Your line is open. Hello. Thank you for taking my question. Just one from me. That's on professional hygiene. Now that we have seen that the COVID stay-at-home restrictions are going to be in place for a while longer and offices as well as The travel industry is not going to recover in the foreseeable future. What do you expect for this business? What part of this lost business could be permanent or longer term in nature and have your expectations for the business changed?

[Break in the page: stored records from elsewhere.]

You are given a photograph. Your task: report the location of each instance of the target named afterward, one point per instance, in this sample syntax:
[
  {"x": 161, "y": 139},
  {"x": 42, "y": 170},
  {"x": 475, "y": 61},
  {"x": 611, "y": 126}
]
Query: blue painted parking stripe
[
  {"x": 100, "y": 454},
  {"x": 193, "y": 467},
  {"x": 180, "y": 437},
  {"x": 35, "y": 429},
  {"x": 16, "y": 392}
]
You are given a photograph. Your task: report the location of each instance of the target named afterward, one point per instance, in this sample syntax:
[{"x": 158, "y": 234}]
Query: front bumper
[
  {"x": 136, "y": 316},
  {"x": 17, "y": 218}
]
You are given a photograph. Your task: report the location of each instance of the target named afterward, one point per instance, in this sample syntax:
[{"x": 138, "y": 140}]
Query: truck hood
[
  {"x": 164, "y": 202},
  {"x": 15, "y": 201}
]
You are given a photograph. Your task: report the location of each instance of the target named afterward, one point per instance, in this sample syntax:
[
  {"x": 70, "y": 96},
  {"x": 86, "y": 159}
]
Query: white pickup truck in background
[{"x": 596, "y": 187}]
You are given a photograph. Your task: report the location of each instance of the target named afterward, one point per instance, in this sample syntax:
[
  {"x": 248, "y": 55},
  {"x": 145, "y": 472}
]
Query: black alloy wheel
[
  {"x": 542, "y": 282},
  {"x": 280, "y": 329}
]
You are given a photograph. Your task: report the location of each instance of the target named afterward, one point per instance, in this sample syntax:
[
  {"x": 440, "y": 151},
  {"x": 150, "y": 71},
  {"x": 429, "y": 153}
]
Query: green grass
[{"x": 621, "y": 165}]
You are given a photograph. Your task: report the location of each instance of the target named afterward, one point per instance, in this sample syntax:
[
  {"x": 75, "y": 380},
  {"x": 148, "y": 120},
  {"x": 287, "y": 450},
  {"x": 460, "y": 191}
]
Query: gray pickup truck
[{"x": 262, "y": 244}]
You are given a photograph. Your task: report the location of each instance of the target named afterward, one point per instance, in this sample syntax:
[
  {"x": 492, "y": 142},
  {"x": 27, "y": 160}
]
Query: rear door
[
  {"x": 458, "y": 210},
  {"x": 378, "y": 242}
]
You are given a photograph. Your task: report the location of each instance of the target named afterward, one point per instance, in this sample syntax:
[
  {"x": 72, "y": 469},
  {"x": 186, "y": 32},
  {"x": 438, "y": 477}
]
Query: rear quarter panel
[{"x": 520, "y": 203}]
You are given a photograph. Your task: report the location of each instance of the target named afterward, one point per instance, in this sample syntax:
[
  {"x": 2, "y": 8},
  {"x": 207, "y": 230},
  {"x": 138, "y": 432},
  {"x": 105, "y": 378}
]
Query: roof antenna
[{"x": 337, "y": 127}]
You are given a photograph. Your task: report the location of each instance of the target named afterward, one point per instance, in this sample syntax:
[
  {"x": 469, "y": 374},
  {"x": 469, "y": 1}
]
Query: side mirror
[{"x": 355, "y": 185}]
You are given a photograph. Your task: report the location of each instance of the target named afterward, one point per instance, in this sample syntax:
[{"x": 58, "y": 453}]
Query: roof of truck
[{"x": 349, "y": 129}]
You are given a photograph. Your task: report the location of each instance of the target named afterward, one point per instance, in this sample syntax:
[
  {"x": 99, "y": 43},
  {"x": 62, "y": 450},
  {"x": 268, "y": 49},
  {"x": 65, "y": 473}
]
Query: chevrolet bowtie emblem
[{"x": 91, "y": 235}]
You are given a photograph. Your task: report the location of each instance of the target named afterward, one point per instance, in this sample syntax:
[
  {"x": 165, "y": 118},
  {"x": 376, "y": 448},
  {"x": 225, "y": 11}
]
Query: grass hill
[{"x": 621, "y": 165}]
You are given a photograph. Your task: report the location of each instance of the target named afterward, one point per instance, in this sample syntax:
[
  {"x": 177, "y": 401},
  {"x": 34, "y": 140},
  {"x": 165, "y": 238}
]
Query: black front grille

Yeah, I can try and answer that. So thanks for the question. First of all, it will, of course, as things gradually move back to normal and it will be bumps and variations, but of course, generally demand will continue to come back as it has done here. And it's hard to tell exactly when and how fast, but of course, it will gradually come back. And then your question is, is something here structurally permanent and whether people will permanently stay more at home, for instance, or permanently travel less. It really is very, very difficult to anticipate the permanent or structural impact on the business. But of course, we will adapt in the segments where we are and make sure we have the appropriate setup. And as we have already alluded to, we are working extensively in growing in segments where the impact may even be positive. And generally, as was shown here in the presentation, the impact on hygiene and health is, of course, also contributing. We are expanding with face masks. We're expanding into wipers and skincare products. So we have good confidence, great confidence that the business will develop good over time. And we have been very positive to professional hygiene and we remain very positive to professional hygiene.
Thank you.
There are currently no further questions.
Please continue. Thank you very much. Then we conclude today's telephone conference. Thank you for calling in and we wish you a good day.